安倍首相がPRで練り歩いた戸越銀座商店街でもポイント還元の登録は20.7%
しかも、このポイント還元は、高い買い物をすればそれだけポイントも多くなるため、軽減税率と同様に富裕層や高所得者層ほど得をし、クレジットカードをつくれない低所得者やクレジットカードを持たない人の割合が高い高齢者は恩恵が受けられない不公平な制度だ。実際、民間企業のCriteoが先月29日に発表した調査結果によると、ポイント還元の利用状況は年収1000万円以上が56%にものぼった一方、年収400万円未満は37%にとどまり、〈年収が低いほど利用が少ない傾向がみられた〉という(通販通信10月30日付)。

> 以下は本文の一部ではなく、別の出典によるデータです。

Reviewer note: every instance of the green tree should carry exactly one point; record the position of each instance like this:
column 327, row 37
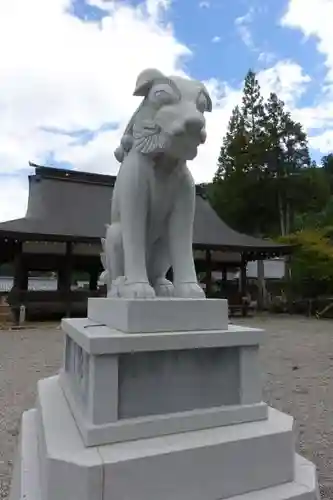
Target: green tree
column 327, row 164
column 287, row 157
column 311, row 263
column 253, row 115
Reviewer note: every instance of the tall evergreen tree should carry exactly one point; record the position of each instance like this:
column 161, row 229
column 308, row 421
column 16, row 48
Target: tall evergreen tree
column 253, row 113
column 233, row 150
column 287, row 155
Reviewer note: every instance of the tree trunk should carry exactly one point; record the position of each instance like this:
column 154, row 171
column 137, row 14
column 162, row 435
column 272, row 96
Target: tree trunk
column 282, row 215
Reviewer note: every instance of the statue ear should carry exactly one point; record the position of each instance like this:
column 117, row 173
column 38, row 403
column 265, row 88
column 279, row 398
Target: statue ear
column 209, row 101
column 145, row 81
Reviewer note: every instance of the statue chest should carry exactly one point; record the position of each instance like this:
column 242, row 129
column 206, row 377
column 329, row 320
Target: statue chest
column 163, row 190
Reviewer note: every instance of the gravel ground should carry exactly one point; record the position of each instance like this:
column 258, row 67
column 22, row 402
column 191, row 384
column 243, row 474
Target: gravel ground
column 297, row 361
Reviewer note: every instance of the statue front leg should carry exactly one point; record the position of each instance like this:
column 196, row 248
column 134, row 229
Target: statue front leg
column 158, row 265
column 180, row 241
column 132, row 198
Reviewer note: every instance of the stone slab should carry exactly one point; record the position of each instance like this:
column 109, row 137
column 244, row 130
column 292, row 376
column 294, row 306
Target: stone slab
column 161, row 425
column 26, row 484
column 160, row 314
column 98, row 339
column 68, row 469
column 303, row 487
column 159, row 383
column 26, row 479
column 211, row 463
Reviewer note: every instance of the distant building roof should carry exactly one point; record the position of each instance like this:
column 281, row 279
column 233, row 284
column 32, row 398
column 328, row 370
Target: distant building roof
column 72, row 205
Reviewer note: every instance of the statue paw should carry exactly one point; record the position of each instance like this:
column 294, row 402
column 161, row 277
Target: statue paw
column 163, row 288
column 136, row 291
column 188, row 291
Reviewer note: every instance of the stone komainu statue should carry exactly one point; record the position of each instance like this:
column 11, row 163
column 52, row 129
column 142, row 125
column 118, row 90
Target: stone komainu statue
column 154, row 195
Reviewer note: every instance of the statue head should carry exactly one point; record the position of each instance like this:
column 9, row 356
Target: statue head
column 170, row 118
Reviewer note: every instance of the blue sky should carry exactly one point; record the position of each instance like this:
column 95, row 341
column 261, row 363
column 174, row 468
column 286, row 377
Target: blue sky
column 66, row 91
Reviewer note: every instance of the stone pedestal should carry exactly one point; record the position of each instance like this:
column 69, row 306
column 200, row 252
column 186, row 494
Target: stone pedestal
column 162, row 414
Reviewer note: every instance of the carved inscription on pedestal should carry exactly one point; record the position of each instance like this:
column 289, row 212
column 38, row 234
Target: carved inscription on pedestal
column 77, row 368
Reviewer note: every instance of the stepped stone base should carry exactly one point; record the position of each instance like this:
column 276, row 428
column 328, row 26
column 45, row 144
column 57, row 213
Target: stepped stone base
column 158, row 415
column 256, row 461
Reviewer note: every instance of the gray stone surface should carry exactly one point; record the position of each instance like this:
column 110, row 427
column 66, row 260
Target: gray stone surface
column 187, row 464
column 144, row 385
column 297, row 361
column 153, row 201
column 156, row 383
column 97, row 339
column 159, row 315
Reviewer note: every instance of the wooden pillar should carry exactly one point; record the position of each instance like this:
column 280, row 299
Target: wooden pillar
column 243, row 283
column 93, row 279
column 169, row 274
column 18, row 266
column 262, row 293
column 208, row 280
column 20, row 283
column 67, row 277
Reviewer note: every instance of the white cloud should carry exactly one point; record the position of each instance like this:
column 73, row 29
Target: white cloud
column 286, row 79
column 59, row 71
column 313, row 18
column 242, row 24
column 14, row 196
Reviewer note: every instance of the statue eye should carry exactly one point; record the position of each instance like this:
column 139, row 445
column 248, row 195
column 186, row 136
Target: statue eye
column 163, row 96
column 202, row 103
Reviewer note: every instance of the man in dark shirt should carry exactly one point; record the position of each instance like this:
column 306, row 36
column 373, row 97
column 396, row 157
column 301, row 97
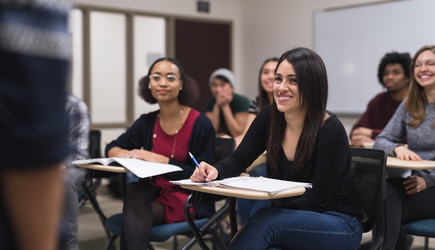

その上、10月11日の衆院予算委員会では、安倍首相が今年2月にキャッシュレスPRのために練り歩いた戸越銀座商店街でさえ、ポイント還元対象外の金融・医療機関を除いた270店舗中ポイント還元の登録は56店舗にすぎず、じつに20.7%しか参加していないことを共産党の宮本徹議員が指摘。都内の多くの商店街も1〜2割の参加となっており、大阪の天神橋筋商店街でも1割強だったという。つまり、庶民が日常的に利用する中小店舗ではほとんど恩恵が受けられないということだ。
本サイトでは何度も指摘してきたように、消費税は低所得者であるほど負担が重くなる逆進性がある。日本生活協同組合連合会の調査(2017年「消費税しらべ」)によると、年収1000万円以上世帯の消費税負担額が収入に占める割合は2.80%だったのに対し、年収400万円未満の世帯は5.72%。低所得者のほうが約2倍も負担率が高くなっているのだ。にもかかわらず、安倍首相が増税と合わせて打った低所得者対策はほとんど利用されずに効果を発揮せず、所得が少ないほど利用率が低い、富裕層・高所得者ほど得をするというポイント還元に追加で税金が投入される可能性まで出てきたのである。
つまり、増税によって格差がさらに広げられていることが、増税開始1カ月ですでに浮き彫りになりつつあるのだ。
しかも、許しがたいのは、「社会保障の充実」のために国民に痛みを強いながら、増税後も安倍政権は社会保障を削る施策ばかり打ち出していることだろう。